Le regard bleu de glace, Jacky était plus galvanisé que jamais ; tant qu’il serait dans cet état d’esprit, il n’entendrait plus aucun autre argument sorti de la logique syndicaliste radicale. Eric ne pouvait pas lui en vouloir, son collègue n’avait pas totalement tort sur le fond. Il regretta seulement d’avoir lancé le sujet sur la table. Sous le coup de l’énervement, Jacky ne faisait même plus attention à sa bulle de café vide qui volait à présent dans la pièce.

« Ils ne l’emporteront pas au Paradis, c’est moi qui t’le dis ! Bon, c’est pas tout ça, je viens de bosser pendant seize heures d’affilée, j’ai droit à mon repos. Et crois-moi que quand je serai frais et dispo, je contacte le syndicat et on leur fait ravaler leurs conneries là-bas, aux huiles planquées dans leurs bureaux…. ! S’ils voulaient laisser pourrir la situation, ils sont mal tombés avec moi et les copains du syndicat ! Ca va chier ! »

Sans attendre de réponse, Jacky se détacha de son siège et partit prestement dans ses quartiers en naviguant avec les bras, sans mettre ses chaussures à semelles magnétiques.

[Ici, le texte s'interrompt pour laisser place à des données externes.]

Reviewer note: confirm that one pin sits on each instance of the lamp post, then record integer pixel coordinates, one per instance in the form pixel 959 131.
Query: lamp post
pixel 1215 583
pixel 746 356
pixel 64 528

Eric se retrouva avec Jennifer qui termina sa bulle de café elle aussi. Elle ne disait rien, regardant ses ongles qui avaient besoin d’une manucure. Problème du travail manuel. Elle se détacha à son tour, adressant un regard par en-dessous à Eric qui regardait ailleurs:

« Bon, ben, je retourne dans la salle de sport. Tu n’as pas besoin du stepper ?

-Non, non. Vas-y.

-On se retrouve dans neuf heures, alors, pour la maintenance. Merci pour le café. A plus !

-A plus… »

La jolie Jennifer sortie sous ses yeux frisant sous l’effet d’une once de convoitise contenue, Eric soupira un grand coup et contempla le ciel noir par le grand hublot, les mains sous la nuque. Il se sentit vieux et plus solitaire que jamais, tout soudain. Il songea avec une certaine lassitude qu’il leur restait encore cent-quatre-vingt-seize jours à passer dans cet assemblage de boîtes de conserve à l’atmosphère tiède en attendant la relève, sans compter le temps de retour sur Terre… Une éternité.